Over the past decades, human action recognition has become a dynamic research area owing to the expansion of electronic devices such as mobile phones, smart cell phones and video cameras in daily life. Human action recognition has a broad span of applications, such as intelligent video surveillance and environmental home monitoring, video storage and retrieval, intelligent human-machine interfaces, human-computer interaction, and identity recognition.
Even though accurate and efficient human action recognition remains challenging in computer vision and machine learning, with the advent of deep learning and high computation powers, deep learning and artificial intelligence techniques are applied for feature extraction and classification of simple and complex human action recognition.
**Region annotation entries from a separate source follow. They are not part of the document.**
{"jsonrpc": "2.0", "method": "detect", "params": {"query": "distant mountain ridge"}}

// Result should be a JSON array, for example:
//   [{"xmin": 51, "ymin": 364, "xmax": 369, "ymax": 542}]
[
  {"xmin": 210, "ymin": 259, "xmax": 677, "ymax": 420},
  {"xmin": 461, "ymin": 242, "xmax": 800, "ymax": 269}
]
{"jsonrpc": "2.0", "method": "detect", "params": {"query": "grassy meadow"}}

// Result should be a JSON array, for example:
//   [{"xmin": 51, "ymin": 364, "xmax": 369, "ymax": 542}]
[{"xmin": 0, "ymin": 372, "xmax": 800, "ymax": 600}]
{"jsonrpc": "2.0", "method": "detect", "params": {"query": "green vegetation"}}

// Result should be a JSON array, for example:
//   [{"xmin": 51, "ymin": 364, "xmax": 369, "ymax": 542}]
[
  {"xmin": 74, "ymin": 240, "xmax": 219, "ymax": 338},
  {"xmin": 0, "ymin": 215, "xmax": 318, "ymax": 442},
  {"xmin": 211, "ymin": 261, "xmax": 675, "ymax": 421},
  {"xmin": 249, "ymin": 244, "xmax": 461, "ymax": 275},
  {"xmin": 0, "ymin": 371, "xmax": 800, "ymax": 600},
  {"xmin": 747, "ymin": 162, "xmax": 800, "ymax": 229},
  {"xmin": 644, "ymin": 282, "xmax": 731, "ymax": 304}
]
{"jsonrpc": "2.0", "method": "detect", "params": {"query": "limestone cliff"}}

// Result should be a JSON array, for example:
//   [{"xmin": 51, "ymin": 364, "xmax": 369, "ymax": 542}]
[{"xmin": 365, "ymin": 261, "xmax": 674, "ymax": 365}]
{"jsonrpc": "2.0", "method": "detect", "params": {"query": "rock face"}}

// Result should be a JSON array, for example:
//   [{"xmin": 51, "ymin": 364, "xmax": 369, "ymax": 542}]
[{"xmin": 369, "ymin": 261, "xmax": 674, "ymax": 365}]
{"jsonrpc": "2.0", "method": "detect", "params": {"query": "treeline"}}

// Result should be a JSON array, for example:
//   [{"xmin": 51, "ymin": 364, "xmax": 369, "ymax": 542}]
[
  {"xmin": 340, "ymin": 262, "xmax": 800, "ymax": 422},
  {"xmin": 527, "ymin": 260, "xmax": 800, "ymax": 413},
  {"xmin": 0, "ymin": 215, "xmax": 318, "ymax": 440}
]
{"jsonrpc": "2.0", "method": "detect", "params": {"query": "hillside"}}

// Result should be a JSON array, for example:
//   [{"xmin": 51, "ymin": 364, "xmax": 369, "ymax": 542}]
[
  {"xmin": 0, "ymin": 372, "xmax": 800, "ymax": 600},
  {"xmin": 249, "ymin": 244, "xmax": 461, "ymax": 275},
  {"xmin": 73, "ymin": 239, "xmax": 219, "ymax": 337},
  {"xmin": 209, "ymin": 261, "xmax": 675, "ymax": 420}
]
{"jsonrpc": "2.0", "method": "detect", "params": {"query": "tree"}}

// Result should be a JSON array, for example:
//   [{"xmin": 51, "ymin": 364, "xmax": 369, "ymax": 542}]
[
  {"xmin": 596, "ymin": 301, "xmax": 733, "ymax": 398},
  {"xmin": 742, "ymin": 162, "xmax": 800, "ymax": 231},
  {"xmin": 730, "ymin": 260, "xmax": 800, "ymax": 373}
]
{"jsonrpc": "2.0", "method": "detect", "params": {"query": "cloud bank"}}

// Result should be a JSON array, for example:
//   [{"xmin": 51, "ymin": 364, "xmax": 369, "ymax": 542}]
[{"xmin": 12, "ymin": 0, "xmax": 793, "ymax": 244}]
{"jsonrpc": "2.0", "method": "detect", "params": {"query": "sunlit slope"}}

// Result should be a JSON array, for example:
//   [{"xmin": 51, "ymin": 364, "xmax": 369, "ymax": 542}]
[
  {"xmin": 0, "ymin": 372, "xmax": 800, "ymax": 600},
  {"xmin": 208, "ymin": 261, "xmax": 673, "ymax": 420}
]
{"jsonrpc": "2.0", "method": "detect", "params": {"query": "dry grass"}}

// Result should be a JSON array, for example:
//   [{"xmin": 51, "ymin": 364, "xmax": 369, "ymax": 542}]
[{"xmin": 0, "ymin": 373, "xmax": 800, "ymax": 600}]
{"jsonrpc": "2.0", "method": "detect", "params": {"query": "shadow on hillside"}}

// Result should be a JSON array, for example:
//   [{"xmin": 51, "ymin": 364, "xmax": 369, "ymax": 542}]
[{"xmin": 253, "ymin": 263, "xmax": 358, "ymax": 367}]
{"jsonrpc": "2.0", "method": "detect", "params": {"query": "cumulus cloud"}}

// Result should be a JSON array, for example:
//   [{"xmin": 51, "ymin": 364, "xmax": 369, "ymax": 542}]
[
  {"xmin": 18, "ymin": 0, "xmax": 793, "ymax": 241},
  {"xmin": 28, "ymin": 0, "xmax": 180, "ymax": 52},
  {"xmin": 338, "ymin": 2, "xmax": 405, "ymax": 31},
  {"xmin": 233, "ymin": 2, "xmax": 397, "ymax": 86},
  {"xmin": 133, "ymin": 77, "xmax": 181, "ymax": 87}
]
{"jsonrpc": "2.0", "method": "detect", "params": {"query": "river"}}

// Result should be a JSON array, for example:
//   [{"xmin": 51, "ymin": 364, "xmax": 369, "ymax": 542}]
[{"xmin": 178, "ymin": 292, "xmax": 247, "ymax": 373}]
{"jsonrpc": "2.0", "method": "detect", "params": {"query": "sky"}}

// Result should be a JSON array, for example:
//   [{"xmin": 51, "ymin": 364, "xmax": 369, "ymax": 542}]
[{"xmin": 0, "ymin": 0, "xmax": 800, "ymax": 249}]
In diverse human action recognition applications, deep learning technology provides highly accurate outcomes with larger activity datasets. Some recent works in human action recognition focus on action classification, human–object interaction recognition, and action detection methods.
Human action recognition works on various research topics in computer vision, including human detection in video, human pose estimation, human tracking, and the interpretation and understanding of time series data. Here, the deep learning architectures applied to human action recognition are highlighted;
• Spatio-temporal networks: Convolution neural networks, 3D convolutional networks, recurrent neural networks, long short-term memory, long-term recurrent convolutional network, CNN-LSTM, and various fusion techniques are employed to perform Spatio-temporal operations in human action recognition.
• Multiple stream networks: Deep convolutional neural networks are applied for multiple stream networks enabled human action recognition systems with multi-task learning concepts.
• Deep generative networks: Deep generative architectures applied for human activity recognition are dyencoder to synthesize dynamic textures, LSTM auto-encoder, and adversarial models.
• Temporal coherency networks: Recurrent convolutional networks, Siamese networks, and Siamese triple networks are temporal coherency networks utilized in human action recognition.